Croatia is in an economic abyss, selling off state property and treasures to the lowest bidder just to scrape enough money for next months’ pension payments, not to mention foreign debt servicing. Few have the luxury to remember the days when Croatian legions marched against exhausted Serb civilians in a glorious campaign to bring peace to Bosnia by destroying it.

Bosnia itself is a paradoxical confederacy, a colony-protectorate ruled by kleptocrats and foreign adventurers, the number of its people steadily dwindling as they leave for countries where one can believe in something more than survival. Montenegro is still a gangsters’ paradise, at least until the US aid trough is empty and the impatient, emboldened minorities present the butcher’s bill.

Even Macedonia, which had steered wisely through the Balkan maelstrom and avoided bloodshed, colonization and crushing poverty, has now come under attack by an enemy within – an enemy trained and equipped by the West for a different purpose, the same West which "protected" Macedonia for all these years and used it as a parking lot for invasion armies and refugees with high propaganda value.


In all likelihood, NATO and the US are not destroying Macedonia out of malice.
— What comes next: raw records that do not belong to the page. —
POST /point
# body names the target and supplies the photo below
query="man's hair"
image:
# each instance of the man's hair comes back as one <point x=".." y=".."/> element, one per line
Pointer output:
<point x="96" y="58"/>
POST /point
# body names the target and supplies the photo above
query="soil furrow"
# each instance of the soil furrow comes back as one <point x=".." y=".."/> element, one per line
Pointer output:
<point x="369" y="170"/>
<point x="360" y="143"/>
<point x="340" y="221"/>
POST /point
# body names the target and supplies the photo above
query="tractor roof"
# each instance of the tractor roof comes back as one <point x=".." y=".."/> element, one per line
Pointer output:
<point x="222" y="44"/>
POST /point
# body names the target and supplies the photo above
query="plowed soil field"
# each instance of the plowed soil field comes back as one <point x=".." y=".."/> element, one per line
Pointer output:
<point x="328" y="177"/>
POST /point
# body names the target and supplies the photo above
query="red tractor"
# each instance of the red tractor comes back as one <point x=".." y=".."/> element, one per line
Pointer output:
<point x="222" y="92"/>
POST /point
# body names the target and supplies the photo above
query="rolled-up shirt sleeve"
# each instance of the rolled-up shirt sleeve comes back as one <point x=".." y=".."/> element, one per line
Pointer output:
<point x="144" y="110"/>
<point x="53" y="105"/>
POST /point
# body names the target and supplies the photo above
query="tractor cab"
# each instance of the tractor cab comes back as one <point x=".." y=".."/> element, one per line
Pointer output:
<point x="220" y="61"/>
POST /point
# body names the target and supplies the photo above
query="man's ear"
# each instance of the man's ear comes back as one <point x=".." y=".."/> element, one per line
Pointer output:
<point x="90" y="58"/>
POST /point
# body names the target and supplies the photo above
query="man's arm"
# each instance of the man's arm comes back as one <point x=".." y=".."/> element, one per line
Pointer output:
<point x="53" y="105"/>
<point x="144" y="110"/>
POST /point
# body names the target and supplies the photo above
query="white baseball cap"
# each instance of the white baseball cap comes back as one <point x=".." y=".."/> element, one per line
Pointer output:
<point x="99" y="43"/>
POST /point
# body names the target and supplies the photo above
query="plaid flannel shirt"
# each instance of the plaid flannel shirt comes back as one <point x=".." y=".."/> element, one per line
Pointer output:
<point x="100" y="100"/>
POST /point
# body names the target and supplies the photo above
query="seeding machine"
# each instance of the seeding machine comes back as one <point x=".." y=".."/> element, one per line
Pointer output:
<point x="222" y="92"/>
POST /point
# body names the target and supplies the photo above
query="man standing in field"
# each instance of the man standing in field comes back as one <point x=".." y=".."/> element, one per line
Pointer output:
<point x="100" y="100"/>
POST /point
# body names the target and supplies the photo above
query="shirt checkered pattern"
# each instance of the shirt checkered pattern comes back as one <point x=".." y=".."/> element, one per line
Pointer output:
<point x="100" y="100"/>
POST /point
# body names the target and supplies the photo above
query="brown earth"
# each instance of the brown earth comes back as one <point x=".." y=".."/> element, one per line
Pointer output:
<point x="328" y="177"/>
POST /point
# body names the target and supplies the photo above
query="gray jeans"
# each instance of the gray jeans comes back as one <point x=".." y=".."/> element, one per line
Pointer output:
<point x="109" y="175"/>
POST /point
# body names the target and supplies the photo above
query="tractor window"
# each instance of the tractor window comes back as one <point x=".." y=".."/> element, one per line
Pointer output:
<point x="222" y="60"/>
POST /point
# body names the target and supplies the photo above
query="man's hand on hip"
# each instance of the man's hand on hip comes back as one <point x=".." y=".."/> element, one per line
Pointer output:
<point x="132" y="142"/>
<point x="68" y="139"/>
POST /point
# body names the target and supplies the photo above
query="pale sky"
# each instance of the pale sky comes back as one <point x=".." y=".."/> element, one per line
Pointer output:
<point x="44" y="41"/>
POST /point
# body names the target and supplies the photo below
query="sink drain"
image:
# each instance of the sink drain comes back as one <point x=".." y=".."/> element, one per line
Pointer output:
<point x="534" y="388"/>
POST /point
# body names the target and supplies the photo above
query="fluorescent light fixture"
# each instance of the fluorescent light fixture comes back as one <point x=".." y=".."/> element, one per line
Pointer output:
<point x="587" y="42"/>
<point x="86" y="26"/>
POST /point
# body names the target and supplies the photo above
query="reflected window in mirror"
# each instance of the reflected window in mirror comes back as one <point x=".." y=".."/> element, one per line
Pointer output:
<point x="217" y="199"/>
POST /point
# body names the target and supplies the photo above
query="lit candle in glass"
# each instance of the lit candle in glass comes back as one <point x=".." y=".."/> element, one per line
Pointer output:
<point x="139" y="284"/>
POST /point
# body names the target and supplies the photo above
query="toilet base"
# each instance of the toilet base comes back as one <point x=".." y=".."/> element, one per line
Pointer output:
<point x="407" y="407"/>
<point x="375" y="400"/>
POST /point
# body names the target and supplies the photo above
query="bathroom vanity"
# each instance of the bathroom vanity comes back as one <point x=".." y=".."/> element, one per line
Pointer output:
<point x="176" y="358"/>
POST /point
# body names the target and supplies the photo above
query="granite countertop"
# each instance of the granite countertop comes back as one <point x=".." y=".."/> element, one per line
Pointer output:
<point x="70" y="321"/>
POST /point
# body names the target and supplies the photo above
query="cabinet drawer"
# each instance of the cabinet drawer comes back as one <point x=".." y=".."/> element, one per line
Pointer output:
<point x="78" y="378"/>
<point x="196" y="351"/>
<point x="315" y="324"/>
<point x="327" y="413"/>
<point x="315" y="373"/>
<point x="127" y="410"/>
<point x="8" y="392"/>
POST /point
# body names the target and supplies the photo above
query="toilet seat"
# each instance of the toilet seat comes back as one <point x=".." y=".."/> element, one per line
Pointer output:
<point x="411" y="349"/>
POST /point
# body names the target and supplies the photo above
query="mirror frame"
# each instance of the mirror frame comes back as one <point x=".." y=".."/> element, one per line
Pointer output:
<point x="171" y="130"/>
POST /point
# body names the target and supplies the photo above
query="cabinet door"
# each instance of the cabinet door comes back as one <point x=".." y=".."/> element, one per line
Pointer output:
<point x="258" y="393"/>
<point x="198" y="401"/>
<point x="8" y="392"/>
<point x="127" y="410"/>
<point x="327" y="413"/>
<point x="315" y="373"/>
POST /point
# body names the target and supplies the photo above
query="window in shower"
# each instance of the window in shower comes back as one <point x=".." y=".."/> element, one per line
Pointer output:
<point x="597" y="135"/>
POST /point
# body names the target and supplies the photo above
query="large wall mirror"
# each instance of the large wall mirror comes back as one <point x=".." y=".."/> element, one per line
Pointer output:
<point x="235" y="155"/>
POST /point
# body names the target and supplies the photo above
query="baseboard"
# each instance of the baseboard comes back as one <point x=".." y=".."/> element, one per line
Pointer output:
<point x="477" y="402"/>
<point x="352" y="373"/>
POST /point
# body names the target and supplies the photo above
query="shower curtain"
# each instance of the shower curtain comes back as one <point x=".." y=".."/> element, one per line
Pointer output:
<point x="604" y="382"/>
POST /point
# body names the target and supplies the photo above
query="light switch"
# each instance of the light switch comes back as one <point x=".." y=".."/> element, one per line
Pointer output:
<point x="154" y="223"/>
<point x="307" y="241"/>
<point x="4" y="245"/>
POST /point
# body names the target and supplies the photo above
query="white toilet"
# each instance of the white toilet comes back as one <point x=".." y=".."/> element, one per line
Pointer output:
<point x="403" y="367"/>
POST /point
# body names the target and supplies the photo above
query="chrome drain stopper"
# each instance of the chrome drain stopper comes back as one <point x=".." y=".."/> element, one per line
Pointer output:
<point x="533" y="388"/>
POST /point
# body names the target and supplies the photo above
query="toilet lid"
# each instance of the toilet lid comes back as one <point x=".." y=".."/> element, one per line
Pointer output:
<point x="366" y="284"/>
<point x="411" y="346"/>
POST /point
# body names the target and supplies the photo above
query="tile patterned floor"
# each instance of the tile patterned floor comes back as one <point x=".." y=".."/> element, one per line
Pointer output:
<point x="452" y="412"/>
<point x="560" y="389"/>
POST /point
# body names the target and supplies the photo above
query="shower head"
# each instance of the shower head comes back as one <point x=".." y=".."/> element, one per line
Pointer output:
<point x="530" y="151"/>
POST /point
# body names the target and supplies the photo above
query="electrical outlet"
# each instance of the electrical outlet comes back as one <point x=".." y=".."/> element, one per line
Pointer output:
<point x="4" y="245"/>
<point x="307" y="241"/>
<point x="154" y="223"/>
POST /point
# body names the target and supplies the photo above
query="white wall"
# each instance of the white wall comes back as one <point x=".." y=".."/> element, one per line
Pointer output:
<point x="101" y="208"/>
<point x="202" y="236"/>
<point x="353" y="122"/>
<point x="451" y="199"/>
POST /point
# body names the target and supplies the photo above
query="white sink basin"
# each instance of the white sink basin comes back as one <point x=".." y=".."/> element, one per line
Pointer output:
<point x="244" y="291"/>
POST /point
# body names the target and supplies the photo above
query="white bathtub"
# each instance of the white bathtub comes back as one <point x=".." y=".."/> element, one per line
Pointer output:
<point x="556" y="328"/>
They are just unable to react as their trained attack dogs are doing the destroying, because that would mean disavowing their allies, confessing to their disastrous policy, and admitting their responsibility for what is happening. Washington’s political creed has always been "Deny everything," while the US in general suffers from a pathological denial of responsibility, lest it be used against them in a court of law. The court of history, however, is not nearly so forgiving.

The Macedonian Army’s "final assault" on the NLA around Tetovo is likely to mark the beginning of a bloody war in that country. The blood of that war will be squarely on NATO’s hands.